Here are four steps you can take:
- Plan out what features and systems need MFA
- Talk to your users to learn what factors make sense
- Build in support for MFA
- Centralize MFA configuration to make it easier to evolve
First, model out your system and determine who should use MFA and when. This depends on the type of data you store, what your application or applications can do, and what your regulatory or compliance regime specifies. Don’t consider MFA only at initial authentication; think about where both step up auth and MFA relaxation both may make sense. You can also offer more than two factors and allow users to pick the factors which are most convenient for them.
Don’t forget to talk to your end users, or at least a subset of them. The factors which make sense for an online banking application will be different from a corporate intranet app or a consumer application. Plan for the inevitable tradeoff between user experience, solution accessibility and security. Have those conversations as early in the application requirements process as you can.
If shared secrets need to be captured at authentication or registration, build or buy solutions which allow you to do so.

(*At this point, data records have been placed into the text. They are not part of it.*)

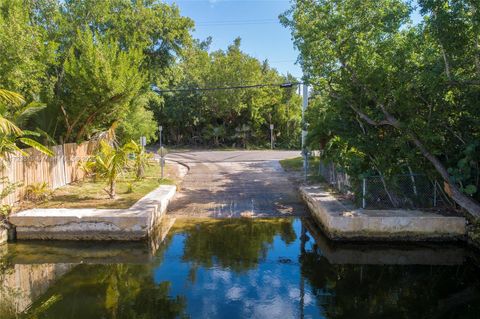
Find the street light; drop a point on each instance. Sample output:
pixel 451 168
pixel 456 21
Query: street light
pixel 271 136
pixel 304 130
pixel 160 129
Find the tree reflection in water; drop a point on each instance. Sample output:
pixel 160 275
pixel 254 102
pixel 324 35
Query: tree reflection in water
pixel 235 244
pixel 278 268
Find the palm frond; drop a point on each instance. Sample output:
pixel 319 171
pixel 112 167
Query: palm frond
pixel 36 145
pixel 24 112
pixel 8 127
pixel 10 97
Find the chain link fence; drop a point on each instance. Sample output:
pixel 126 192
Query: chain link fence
pixel 409 191
pixel 336 177
pixel 399 191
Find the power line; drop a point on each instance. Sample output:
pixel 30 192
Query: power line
pixel 236 22
pixel 237 87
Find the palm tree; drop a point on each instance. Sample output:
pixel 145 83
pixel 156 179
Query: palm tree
pixel 110 162
pixel 142 158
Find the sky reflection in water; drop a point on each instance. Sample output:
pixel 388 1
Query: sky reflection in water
pixel 278 268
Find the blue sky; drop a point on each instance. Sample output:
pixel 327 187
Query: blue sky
pixel 255 21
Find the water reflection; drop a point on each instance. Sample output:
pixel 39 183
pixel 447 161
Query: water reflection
pixel 276 268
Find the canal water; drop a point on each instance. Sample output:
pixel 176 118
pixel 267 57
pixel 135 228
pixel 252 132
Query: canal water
pixel 238 268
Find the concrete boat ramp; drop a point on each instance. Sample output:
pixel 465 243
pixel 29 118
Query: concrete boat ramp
pixel 237 184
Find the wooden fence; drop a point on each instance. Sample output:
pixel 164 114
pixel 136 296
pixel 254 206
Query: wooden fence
pixel 58 170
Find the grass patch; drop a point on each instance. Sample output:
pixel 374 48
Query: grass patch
pixel 88 193
pixel 296 165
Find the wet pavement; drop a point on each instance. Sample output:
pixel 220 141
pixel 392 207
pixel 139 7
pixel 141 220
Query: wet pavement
pixel 224 184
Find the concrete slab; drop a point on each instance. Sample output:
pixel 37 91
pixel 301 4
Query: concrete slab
pixel 342 222
pixel 134 223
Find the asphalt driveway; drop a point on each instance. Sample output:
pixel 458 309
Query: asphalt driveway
pixel 236 184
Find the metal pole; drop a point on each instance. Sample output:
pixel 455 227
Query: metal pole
pixel 162 161
pixel 304 108
pixel 364 192
pixel 160 129
pixel 271 136
pixel 304 130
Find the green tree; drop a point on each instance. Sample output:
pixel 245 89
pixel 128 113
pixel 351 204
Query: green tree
pixel 405 92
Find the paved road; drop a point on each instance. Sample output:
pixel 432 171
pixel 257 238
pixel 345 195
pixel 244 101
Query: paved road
pixel 236 183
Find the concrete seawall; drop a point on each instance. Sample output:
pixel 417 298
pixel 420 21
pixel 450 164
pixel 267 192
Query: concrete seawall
pixel 341 222
pixel 135 223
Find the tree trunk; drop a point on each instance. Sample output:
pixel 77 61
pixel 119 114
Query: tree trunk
pixel 467 203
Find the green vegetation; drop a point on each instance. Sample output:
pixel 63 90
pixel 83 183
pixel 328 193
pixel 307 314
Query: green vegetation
pixel 89 193
pixel 394 97
pixel 296 165
pixel 94 63
pixel 238 118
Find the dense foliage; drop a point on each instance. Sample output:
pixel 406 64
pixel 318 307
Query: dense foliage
pixel 94 63
pixel 230 117
pixel 393 96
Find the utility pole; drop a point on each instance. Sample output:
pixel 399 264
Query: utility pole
pixel 271 136
pixel 304 130
pixel 160 129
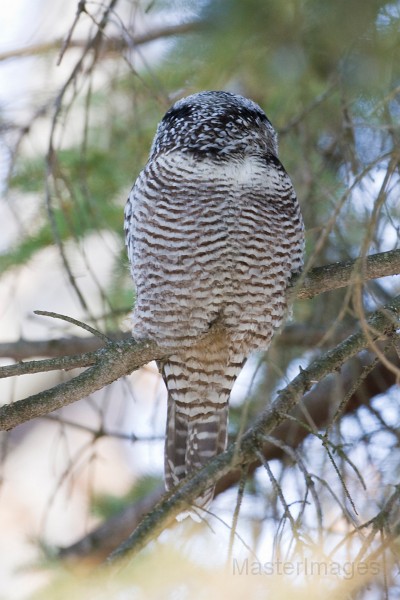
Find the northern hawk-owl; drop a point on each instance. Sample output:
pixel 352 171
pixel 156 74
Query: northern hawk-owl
pixel 214 233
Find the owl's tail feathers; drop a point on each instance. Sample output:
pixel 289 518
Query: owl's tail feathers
pixel 195 434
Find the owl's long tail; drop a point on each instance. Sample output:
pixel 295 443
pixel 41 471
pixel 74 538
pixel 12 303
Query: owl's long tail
pixel 199 385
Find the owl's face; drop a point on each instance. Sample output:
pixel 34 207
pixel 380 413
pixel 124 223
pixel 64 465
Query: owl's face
pixel 215 125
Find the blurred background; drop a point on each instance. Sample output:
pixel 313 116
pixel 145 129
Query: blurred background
pixel 82 88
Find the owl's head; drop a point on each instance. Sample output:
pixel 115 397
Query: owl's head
pixel 216 125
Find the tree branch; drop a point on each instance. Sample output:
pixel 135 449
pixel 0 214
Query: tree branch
pixel 316 404
pixel 111 44
pixel 118 359
pixel 245 450
pixel 341 274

These could be questions and answers, a seed for a TOTP solution, or even registering a physical device.
Plan for a minimum level of MFA, but allow users who want more to go beyond that. Many security conscious users will want to enable MFA for their accounts; allow them to do so. By building this in, you allow users to self select the level of security which makes sense for them. For example, one person may run their entire life through their gmail account, while another may use it only occasionally as a throwaway email account. In the former case, MFA makes sense; in the latter it does not.
Your MFA policies and configuration should be flexible. You can store MFA requirements in a central location in your application, such as your identity provider, a specialized datastore, or in a configuration file. Be aware that these requirements will evolve as technology and your applications do. New features will be built and some of them may require step up. Different kinds of users may start using the system. This policy configuration should itself be protected and only allow privileged users access.